Germany: Spätzle, Bratwurst, und Rotkohl

Sometimes you think you have a decent grasp on how large a project is going to be and then other times it becomes 10 times more complicated, messy and time consuming than you thought. Well… spätzle was one such adventure…

In layman’s english terms we had cheesy egg noodle things, with sausage and sweet pickled red cabbage for dinner. I was worried about this one, as the meal came together I was getting more concerned as to whether or not we would be eating ham sandwiches for dinner if this meal didn’t work out…. but it surprised us all! The juicy sausages with the rich cheese ‘pasta’ and the sweet acidic cabbage- the meal was well balanced and delicious!

I bought some beer bratwursts at out local discount grocery. I cooked them in a hot dry pan, flipping them periodically till the centers reached 165. That was it for the wurst, so easy!

For the Rotkohl I pulled out my mandoline and kicked Martin out of the kitchen while I used it. Rational or not, mandolines freak me out and I want Martin to start kindergarten with all 10 fingers! Once I was done cutting and the tool was safely out of the way, Martin rejoined me as we started to cook the cabbage in a pot. Its the type of recipe that you cook for a long while occasionally stirring. So we actually did this recipe first so that it could continue to cook while we made the rest of dinner. I made it with half a head of cabbage but kept the rest of the ingredients the same. We still had a lot of left overs but it was delicious! You can find that recipe here:

Next came the epic-mess-maker, the dear-Lord-why-am-I-doing-this-with-my-3-year-old?! Spätzle! I have zero pictures of any of this process, for that I’m sorry so I will do my best to accurately describe the scene.

First, what is spätzle? Well it is a type of egg noodle. A simple spiced batter is made, then small droplets are dropped into simmering water in small batches. The water cooks the spätzle and when it is done it begins to float! You then scoop the cooked noodles out of the pot and place them in ice water to stop the cooking. From here you can eat it cold, add cheese, gravy or add it to other dishes- the possibilities are endless!

Now for our experience…

The spätzle mixture is like pancake batter, thin but thick. You can either use a spätzle maker or a wide colander, or a large holed grater to form the ‘noodles’; I opted for the latter. Martin would ladle this thin batter onto a paddle grater. I would then, very quickly, transfer it over a pot of simmering water (as it was dripping out the holes). Then use a spatula to force the rest of the batter into the water. Repeat till all the batter is done, stopping every 3 scoopfuls to lift the cooked spätzle out of the pot and into a bowl of ice water.
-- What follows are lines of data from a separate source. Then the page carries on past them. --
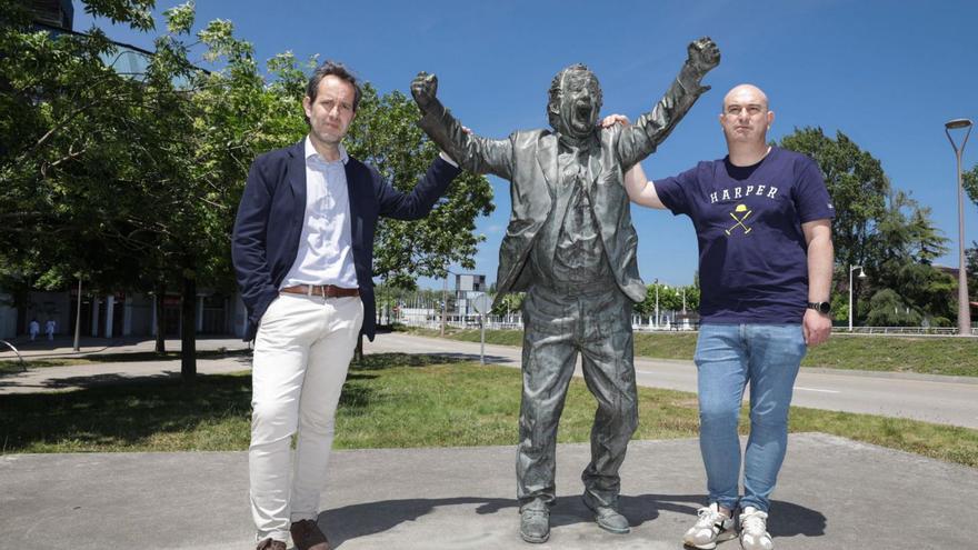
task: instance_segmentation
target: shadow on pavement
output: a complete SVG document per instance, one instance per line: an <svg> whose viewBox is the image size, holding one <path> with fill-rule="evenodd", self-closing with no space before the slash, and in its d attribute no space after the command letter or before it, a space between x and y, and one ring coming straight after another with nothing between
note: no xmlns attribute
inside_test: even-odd
<svg viewBox="0 0 978 550"><path fill-rule="evenodd" d="M621 512L629 519L632 527L655 520L660 511L683 513L696 518L696 511L703 506L702 494L638 494L620 498ZM478 504L476 513L480 516L497 513L507 509L512 514L513 529L519 524L516 499L486 499L479 497L455 497L445 499L402 499L383 500L351 504L319 514L318 523L329 537L330 543L339 548L347 540L369 537L393 529L400 523L416 521L431 513L436 508L450 506ZM772 501L771 510L777 521L771 521L768 530L774 537L825 536L826 517L817 511L791 502ZM560 497L551 510L551 527L573 523L590 523L592 514L583 502L576 497ZM680 533L681 534L681 533ZM677 534L677 538L679 534Z"/></svg>

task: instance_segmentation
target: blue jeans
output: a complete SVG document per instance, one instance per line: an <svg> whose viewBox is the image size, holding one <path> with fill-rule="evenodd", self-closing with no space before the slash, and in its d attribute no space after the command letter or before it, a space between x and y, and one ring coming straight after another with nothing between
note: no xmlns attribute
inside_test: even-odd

Once all the batter was cooked, I transferred half the cooked spätzle into a pan with butter and some grated swiss and gruyère cheese. Once the cheese was melted it is ready to serve!

One important and unique thing to note is the spice in spätzle, the recipe calls for fresh grated nutmeg. Unfortunately, I didn’t have any but Google told me Pumpkin Pie Spice was a good substitute, so thats what I used. For all its mess, we had fun and Martin kept telling me how much he loved making spätzle… so was it worth it? 100% YES!!

If you want to brave making this one and are prepared for the messy cleanup to follow then try it out! You can find the recipe I used here:

In the end our trip to Germany for dinner was epic, and so worth it!